Date of Auction: 9th May 2018

Sold for £3,000

Estimate: £1,800 - £2,200

A 1952 ‘Malaya operations’ M.M. group of seven awarded to Lance-Corporal Kabiraj Thapa, 2nd Battalion, 6th Gurkha Rifles, for his tenacity whilst commanding a Scout group looking for a hidden ‘bandit’ camp. Through his persistence, and despite a designated guide being unable to help, the camp was found and successfully captured - resulting in the death of 4 bandits, the capture of 3 others and a quantity of important documents and weapons

Military Medal, E.II.R., 1st issue (21143373 A/L/Cpl. Kabiraj Thapa 6. G.R.) minor official correction to rank; 1939-45 Star; Burma Star; War Medal 1939-45; India Service Medal; General Service 1918-62, 1 clasp, Malaya, G.VI.R. (21143373 Rfn.

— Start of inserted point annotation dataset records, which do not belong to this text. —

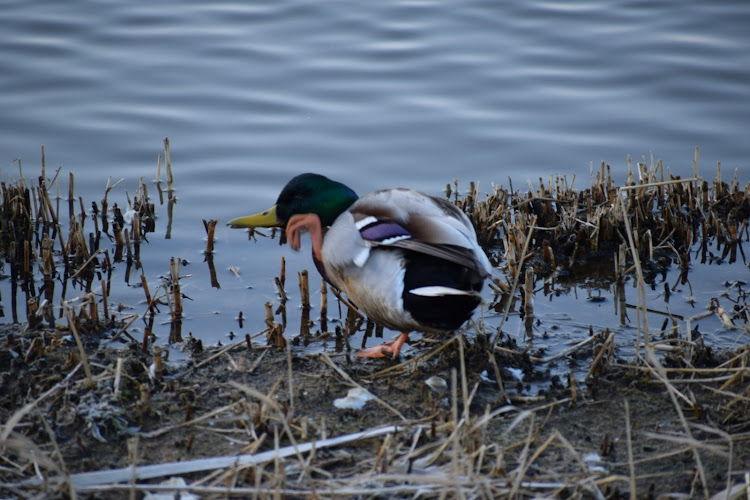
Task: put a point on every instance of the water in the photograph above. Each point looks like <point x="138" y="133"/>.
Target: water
<point x="376" y="94"/>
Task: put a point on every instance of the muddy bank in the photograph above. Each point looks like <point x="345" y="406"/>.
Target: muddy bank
<point x="583" y="440"/>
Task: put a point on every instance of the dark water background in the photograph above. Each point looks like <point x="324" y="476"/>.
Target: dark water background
<point x="375" y="94"/>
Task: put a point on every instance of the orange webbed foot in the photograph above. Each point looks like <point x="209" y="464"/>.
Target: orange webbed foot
<point x="381" y="351"/>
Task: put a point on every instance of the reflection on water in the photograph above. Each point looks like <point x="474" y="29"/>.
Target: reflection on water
<point x="376" y="95"/>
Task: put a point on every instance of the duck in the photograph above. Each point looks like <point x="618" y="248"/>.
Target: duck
<point x="408" y="260"/>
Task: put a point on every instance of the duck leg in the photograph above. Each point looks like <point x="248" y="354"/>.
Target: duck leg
<point x="381" y="351"/>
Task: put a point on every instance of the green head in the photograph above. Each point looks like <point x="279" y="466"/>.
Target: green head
<point x="305" y="194"/>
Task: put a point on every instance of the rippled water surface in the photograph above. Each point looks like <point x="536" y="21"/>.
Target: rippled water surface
<point x="376" y="94"/>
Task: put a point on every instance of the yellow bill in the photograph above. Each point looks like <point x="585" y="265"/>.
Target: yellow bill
<point x="264" y="219"/>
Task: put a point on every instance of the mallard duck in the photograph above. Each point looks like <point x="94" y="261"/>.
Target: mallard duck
<point x="409" y="261"/>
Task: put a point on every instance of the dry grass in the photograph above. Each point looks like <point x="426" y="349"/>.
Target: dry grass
<point x="470" y="441"/>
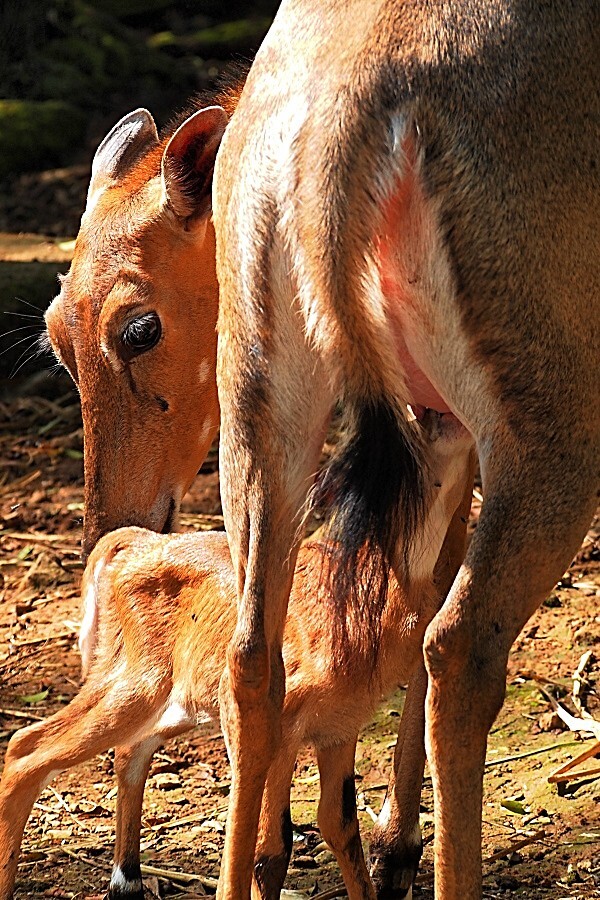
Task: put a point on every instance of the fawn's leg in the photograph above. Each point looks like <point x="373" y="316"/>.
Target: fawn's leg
<point x="337" y="818"/>
<point x="132" y="764"/>
<point x="396" y="844"/>
<point x="538" y="503"/>
<point x="90" y="724"/>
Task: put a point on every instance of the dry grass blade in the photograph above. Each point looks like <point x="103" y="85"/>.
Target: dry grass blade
<point x="427" y="877"/>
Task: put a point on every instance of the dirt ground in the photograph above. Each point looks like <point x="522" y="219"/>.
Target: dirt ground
<point x="539" y="842"/>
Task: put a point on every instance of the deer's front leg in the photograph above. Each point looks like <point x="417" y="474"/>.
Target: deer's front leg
<point x="396" y="845"/>
<point x="274" y="415"/>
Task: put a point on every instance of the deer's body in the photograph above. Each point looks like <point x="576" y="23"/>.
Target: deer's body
<point x="407" y="207"/>
<point x="160" y="613"/>
<point x="144" y="270"/>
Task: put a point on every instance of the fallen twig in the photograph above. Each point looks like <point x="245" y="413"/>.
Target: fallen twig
<point x="338" y="891"/>
<point x="427" y="877"/>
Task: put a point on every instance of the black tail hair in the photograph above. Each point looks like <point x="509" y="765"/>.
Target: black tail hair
<point x="374" y="493"/>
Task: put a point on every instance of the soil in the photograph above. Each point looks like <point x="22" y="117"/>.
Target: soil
<point x="68" y="841"/>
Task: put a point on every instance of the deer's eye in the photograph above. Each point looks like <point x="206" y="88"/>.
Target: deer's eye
<point x="141" y="334"/>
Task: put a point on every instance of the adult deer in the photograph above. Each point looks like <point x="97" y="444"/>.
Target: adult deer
<point x="407" y="211"/>
<point x="135" y="319"/>
<point x="160" y="610"/>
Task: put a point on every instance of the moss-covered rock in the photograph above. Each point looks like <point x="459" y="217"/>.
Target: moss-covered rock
<point x="37" y="134"/>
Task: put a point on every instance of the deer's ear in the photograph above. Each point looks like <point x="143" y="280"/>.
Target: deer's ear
<point x="188" y="163"/>
<point x="121" y="149"/>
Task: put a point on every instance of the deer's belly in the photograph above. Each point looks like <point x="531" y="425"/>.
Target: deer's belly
<point x="406" y="249"/>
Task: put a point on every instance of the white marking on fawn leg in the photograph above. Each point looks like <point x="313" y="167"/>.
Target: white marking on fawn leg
<point x="203" y="371"/>
<point x="89" y="623"/>
<point x="385" y="814"/>
<point x="207" y="427"/>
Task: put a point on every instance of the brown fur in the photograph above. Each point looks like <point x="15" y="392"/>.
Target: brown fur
<point x="407" y="208"/>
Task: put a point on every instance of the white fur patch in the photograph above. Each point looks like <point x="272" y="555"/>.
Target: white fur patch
<point x="137" y="766"/>
<point x="385" y="814"/>
<point x="203" y="371"/>
<point x="89" y="622"/>
<point x="207" y="427"/>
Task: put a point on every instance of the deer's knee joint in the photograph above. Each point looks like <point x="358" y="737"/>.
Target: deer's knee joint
<point x="394" y="860"/>
<point x="337" y="821"/>
<point x="270" y="871"/>
<point x="464" y="658"/>
<point x="249" y="665"/>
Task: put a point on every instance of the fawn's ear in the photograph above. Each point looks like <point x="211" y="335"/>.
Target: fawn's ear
<point x="188" y="163"/>
<point x="121" y="149"/>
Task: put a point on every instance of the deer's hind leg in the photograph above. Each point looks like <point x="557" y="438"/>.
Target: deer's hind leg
<point x="538" y="503"/>
<point x="396" y="844"/>
<point x="338" y="820"/>
<point x="274" y="844"/>
<point x="92" y="723"/>
<point x="268" y="461"/>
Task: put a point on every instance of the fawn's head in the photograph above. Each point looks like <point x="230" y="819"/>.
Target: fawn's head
<point x="135" y="320"/>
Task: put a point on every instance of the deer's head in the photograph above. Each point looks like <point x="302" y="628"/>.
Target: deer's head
<point x="135" y="320"/>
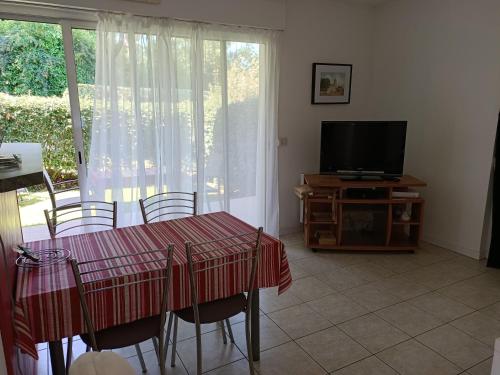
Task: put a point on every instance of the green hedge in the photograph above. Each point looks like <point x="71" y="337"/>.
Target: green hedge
<point x="45" y="120"/>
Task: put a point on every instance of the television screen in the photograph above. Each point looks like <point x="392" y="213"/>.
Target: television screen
<point x="363" y="147"/>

Kabiraj Thapa. 6. G.R.); Army L.S. & G.C., E.II.R., 2nd issue, Regular Army (21143373 Cpl. Kabiraj Thapa. M.M. 6th G.R.) contact marks overall, nearly very fine (7) £1800-2200


M.M. London Gazette 1 May 1953:

‘In recognition of gallant and distinguished service in Malaya, during the period 1st July to 31st December, 1952.’

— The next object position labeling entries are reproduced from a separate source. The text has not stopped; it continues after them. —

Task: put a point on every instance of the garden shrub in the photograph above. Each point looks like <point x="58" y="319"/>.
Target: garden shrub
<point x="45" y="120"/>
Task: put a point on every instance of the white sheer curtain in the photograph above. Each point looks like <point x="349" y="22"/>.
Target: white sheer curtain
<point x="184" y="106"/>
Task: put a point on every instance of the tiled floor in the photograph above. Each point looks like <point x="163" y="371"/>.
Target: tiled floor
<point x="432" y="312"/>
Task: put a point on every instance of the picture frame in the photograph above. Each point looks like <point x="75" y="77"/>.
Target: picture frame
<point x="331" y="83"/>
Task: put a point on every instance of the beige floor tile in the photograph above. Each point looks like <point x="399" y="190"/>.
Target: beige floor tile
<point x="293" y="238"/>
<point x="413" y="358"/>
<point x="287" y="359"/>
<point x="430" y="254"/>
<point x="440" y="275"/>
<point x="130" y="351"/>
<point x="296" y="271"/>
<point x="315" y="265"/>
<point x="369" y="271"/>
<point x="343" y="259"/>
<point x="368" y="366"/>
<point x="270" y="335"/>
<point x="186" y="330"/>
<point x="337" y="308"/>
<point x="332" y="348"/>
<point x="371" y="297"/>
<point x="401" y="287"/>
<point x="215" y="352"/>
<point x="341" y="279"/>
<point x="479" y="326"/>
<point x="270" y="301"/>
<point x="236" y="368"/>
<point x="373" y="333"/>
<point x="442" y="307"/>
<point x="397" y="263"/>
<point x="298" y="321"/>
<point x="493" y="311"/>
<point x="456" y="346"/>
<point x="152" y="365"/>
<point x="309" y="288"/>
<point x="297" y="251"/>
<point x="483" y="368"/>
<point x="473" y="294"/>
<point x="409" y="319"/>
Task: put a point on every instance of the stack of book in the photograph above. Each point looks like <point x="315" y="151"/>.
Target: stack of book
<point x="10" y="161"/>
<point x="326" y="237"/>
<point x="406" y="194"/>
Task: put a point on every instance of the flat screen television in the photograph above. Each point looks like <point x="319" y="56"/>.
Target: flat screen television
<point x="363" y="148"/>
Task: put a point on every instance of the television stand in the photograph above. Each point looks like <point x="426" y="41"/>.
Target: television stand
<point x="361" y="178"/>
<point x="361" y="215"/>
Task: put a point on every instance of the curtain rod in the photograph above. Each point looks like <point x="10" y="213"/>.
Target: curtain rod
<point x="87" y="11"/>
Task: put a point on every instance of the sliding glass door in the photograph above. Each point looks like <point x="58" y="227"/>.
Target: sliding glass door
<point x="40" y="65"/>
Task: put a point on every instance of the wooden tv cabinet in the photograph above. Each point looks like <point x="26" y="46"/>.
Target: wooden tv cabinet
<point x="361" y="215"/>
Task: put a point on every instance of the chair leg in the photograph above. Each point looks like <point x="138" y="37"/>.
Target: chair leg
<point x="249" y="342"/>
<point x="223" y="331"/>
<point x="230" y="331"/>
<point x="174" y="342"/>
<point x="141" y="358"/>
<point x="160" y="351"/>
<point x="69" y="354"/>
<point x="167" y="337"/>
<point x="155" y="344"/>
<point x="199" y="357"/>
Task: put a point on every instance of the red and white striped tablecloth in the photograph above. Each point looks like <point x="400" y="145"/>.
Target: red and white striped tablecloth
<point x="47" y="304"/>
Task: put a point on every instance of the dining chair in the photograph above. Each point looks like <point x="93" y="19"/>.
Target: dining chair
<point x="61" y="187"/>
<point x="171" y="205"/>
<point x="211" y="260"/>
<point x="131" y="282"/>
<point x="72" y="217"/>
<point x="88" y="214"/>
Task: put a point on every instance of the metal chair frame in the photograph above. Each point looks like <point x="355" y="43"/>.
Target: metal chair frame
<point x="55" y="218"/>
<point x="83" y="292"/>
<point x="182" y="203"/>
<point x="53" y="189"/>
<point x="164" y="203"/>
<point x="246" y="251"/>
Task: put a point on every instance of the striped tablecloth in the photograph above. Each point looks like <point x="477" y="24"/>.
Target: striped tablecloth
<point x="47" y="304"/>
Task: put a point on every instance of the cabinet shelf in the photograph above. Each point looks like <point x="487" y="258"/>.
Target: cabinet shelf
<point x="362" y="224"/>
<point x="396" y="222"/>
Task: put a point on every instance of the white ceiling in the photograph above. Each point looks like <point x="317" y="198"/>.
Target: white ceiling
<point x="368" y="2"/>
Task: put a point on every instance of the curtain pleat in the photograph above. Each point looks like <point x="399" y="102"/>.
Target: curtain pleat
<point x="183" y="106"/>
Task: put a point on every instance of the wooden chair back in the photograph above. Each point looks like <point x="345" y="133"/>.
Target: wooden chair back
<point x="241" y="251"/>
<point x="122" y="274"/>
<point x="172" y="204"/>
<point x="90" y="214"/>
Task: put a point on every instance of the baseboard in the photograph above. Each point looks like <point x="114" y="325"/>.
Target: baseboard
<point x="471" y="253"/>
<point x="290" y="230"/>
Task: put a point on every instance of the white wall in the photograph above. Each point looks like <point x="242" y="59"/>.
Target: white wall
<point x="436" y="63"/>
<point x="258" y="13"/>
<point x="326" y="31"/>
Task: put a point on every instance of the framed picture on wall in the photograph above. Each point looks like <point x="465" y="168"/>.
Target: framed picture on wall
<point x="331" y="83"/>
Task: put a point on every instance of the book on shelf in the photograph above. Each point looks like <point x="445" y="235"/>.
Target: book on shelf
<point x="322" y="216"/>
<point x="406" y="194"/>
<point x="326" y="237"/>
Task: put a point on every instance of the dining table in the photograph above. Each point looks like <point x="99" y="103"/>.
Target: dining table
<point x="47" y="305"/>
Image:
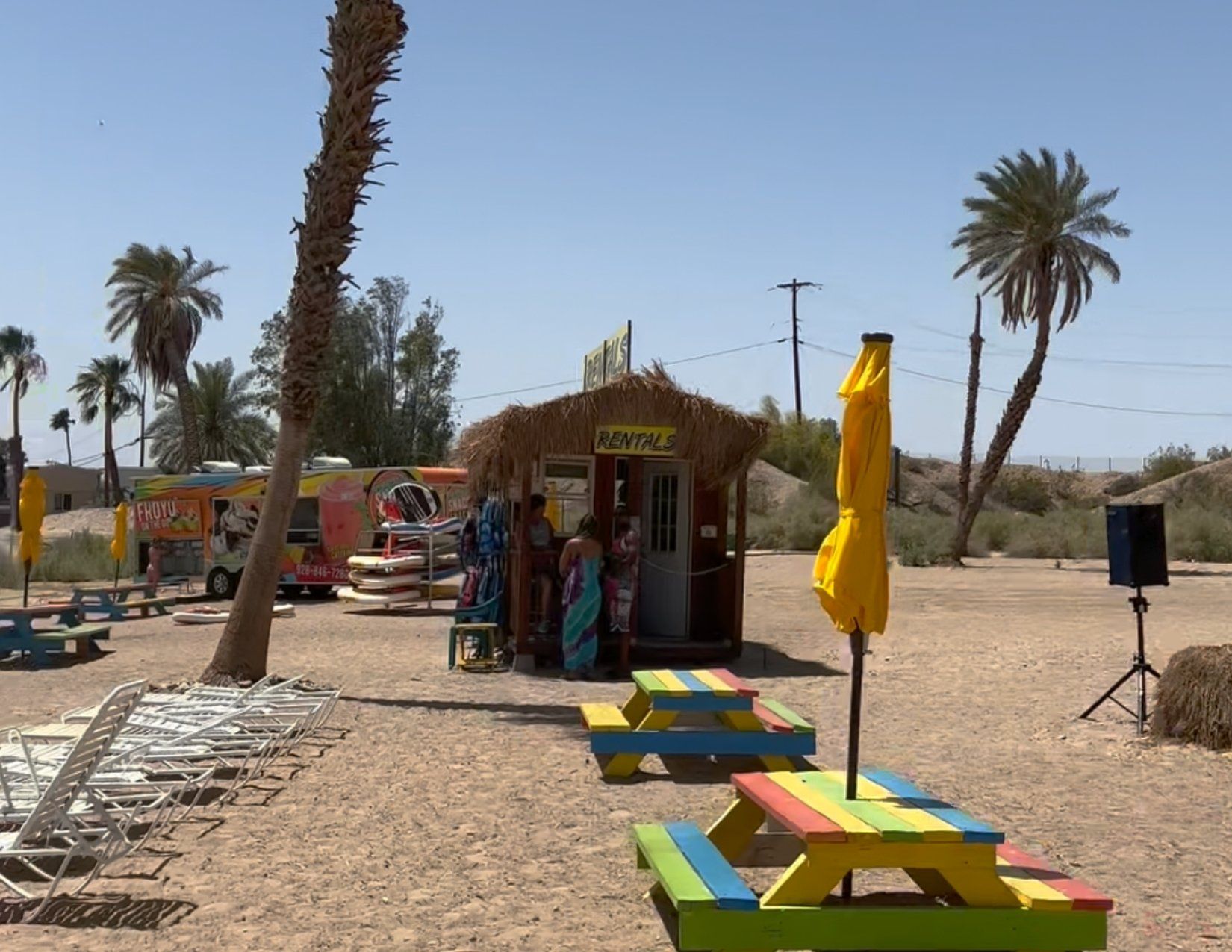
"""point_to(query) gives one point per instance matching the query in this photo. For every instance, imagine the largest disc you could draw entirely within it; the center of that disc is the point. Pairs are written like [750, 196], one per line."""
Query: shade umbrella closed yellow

The recommendation states:

‘21143375 Lance Corporal Kabiraj Thapa has in the last 15 months acquired a reputation in A company 2nd Bn 6th Gurkha Rifles for persistence and cool, determined leadership which few young NCOs have excelled.

On 19 June 1952, he was commanding the Scout group of his section who were engaged in helping a guide to find a bandit in the camp in the Kulai area of Johore. When, after a long search, the guide had to admit that he could help no longer, Lance Corporal Kabiraj persisted until after a long and arduous search he found the camp which was occupied.

His movement and control of his group was so skilled that he was able to reconnoitre the camp area and withdraw with detailed information on which his patrol commander was able to plan an attack.

In the evening when it was clear that reinforcements would not be available, it was decided to attack the camp with the few men present.

So successfully was this done by the small party that 4 bandits were killed and 3 more wounded. Many documents and 7 weapons were recovered.

Throughout this action, as on previous occasions the steady example and unrelenting determination of Lance Corporal Kabiraj to hunt and destroy the enemy had marked effect on his comrades, and enhanced the previous reputation acquired on several occasions and similar actions.’